The production is credited to the Beckworth Corporation, named for Rita Hayworth and her daughter Rebecca Welles, but Beckworth wasn't an actual production company. It was a tax dodge set up by Hayworth and Columbia Pictures president Harry Cohn to allow her fee for the film to be considered a capital gain rather than a salary, and therefore taxed at a lower rate.
Rita Hayworth practiced hard to try to do her own singing, but finally musical director Morris Stoloff hired Jo Ann Greer to dub Rita's voice. Greer and Hayworth worked well together and she later dubbed Rita in Pioggia (1953) and Pal Joey (1957).
Columbia boss Harry Cohn was concerned about Rita Hayworth's ability to handle the dialogue after an absence of several years from films, so instructed director Vincent Sherman to concentrate instead on shots where she should be reacting to the dialogue of others.

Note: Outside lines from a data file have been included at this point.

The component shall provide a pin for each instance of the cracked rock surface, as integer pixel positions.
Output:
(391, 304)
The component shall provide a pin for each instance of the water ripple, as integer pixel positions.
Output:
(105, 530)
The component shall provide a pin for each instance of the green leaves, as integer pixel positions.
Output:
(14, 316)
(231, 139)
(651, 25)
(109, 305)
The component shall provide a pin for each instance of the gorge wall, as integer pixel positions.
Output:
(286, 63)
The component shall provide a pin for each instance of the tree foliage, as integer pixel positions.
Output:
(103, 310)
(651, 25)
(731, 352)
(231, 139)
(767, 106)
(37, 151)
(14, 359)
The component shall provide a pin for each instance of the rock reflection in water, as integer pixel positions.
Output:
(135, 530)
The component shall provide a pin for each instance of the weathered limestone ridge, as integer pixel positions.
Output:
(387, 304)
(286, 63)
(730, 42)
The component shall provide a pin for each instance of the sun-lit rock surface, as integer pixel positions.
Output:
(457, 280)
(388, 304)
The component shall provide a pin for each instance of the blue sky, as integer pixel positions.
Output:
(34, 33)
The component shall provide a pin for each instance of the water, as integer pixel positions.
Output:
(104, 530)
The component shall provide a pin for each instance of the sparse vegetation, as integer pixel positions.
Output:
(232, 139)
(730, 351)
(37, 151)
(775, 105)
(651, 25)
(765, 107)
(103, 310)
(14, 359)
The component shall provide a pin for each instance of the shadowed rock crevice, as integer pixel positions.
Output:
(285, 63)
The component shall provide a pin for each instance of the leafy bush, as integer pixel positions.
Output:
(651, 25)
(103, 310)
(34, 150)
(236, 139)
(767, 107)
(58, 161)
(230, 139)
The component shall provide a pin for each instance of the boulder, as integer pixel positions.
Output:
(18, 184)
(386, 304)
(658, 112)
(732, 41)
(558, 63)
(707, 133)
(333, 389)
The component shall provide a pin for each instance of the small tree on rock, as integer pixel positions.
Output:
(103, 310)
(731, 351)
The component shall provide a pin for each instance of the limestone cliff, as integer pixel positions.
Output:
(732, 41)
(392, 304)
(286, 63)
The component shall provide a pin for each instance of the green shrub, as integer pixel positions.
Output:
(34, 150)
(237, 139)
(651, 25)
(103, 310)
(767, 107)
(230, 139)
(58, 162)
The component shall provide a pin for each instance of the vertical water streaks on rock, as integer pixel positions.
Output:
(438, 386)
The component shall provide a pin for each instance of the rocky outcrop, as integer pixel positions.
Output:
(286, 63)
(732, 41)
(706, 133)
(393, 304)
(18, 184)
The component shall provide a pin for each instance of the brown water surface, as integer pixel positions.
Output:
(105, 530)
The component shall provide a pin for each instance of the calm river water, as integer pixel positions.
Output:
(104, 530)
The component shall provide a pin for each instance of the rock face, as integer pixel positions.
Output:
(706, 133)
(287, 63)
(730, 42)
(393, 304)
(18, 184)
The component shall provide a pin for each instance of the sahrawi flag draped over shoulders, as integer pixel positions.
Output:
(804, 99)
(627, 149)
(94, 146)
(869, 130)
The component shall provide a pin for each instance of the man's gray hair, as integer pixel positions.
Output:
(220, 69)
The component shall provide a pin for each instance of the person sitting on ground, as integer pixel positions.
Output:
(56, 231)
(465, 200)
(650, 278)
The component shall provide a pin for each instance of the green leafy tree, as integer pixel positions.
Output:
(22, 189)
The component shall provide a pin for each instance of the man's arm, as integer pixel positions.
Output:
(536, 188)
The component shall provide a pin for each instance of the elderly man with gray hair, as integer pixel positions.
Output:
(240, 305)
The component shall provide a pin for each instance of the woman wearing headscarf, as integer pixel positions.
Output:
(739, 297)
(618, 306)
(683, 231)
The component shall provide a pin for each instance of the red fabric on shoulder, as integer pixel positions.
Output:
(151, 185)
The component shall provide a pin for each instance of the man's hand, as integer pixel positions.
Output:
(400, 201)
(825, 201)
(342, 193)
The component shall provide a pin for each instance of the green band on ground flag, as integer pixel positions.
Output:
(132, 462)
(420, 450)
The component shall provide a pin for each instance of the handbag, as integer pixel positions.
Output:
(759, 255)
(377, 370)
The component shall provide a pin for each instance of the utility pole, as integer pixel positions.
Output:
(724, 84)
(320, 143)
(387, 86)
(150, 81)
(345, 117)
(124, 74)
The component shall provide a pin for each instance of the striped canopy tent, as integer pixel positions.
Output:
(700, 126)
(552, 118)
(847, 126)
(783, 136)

In the time period that the story was set, the US maintained two naval bases in Trinidad, one at the western peninsula called Chagaramas and the other in the east of the country called Wallerfield. They were closed in 1962, the year the country gained independence from the United Kingdom. There is still a lot of evidence of their presence to this day - airstrips, the deep-water harbor, and several still-standing buildings, among others. Chagaramas is now host to a thriving boating industry. It is well-known in the sailing world as a shelter during the hurricane season, and hundreds of yachts and private craft are anchored there every year. It is considered to be out of the Caribbean's hurricane belt.
The song "Rum and Coca Cola" by The Andrews Sisters was originally a calypso song composed and performed by a Trinidad calypso band in the mid-1940s. At that time, the US military maintained two bases in Trinidad. The song is about the soldiers from these bases and how a mother and daughter provided "pleasure" for the "Yankee dollar." If one walked around Port of Spain (Trinidad's capital city) during this period, it was a common sight to see US soldiers and sailors with local women at hotels and bars.